Keywords

1 Introduction

Software systems are likely to fail occasionally that is obviously unwanted both for the end users and for the software developers. Keeping the software quality at high-level is more important than ever, since customers define the reputation of the used subject system. Open-source software development paved its way, and has become a corner stone in the domain of evaluating research ideas and techniques dealing with computer science [19]. These publicly available systems gather a huge amount of historical data stored for example in version control systems or bug tracking systems. Researches have been using the opportunity given by these public information sets for a long time to prove the power of their approaches [1, 14, 24]. In spite of this fact, only a few publicly available bug databases are presented to take role as a basis for further investigations. Many authors do not make the corpus used in their studies public, thus the experiments are not repeatable [12].

Our study tries to endorse the use of public databases for addressing different research questions such as bug prediction related ones by showing the power of our automatically generated bug database in bug prediction domain. We have developed a toolchain that automatically gathers different information about publicly available projects to build a bug database. We selected 15 Java projects from different domains to ensure the generality of the constructed database. The characteristics of these open-source projects were extracted from GitHub Footnote 1 that hosts millions of projects and using a static source code analyzer tool called SourceMeter.Footnote 2 We analyzed 15 projects with more than 3.5 million lines of code, and more than 114 thousand of commits in total. From the analyzed commit set we detected almost 6 thousand commits that referenced at least one bug (inducing a bug fix intention) according to the SZZ algorithm [22]. We used release versions of the systems and created bug databases for six-months-long intervals approximately.

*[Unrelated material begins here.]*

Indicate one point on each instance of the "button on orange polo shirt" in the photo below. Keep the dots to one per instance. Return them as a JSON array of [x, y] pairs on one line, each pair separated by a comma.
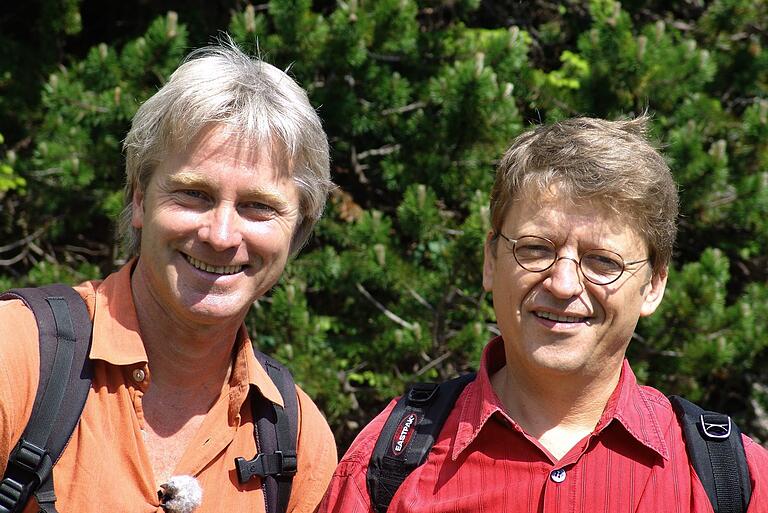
[[105, 467]]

To show the usefulness of the contained information we experimented with 13 machine learning algorithms and achieved quiet good results. For class level, the best algorithms resulted in higher than 0.7 F-measure values. For file level we achieved similar values, however a little lower ones. Almost full bug coverage can be reached by using these models by tagging only 30 % of the source code elements as buggy. We defined two research questions, which are the following:

figure a

The remainder of the paper is organized as follows. Section 2 enumerates the most important research papers dealing with public and private bug databases, and bug prediction techniques. In Sect. 3, we propose our approach and show how the database is constructed, and what kind of data entries are stored in the dataset. Section 5 presents the power of the constructed database by evaluating different results of the applied machine learning algorithms. Finally, we summarize and conclude the paper.

2 Related Work

Publishing databases as public resources for the scientific community is not a new idea [13, 24]. Many papers have dealt with bug databases and used some kind of bug prediction approaches as demonstrations [9]. Notwithstanding the numerous studies dealing with bug prediction, the number of publicly available bug databases are incredibly low and neglected. Researchers often use a database created for their own purposes but these datasets are not published for the community.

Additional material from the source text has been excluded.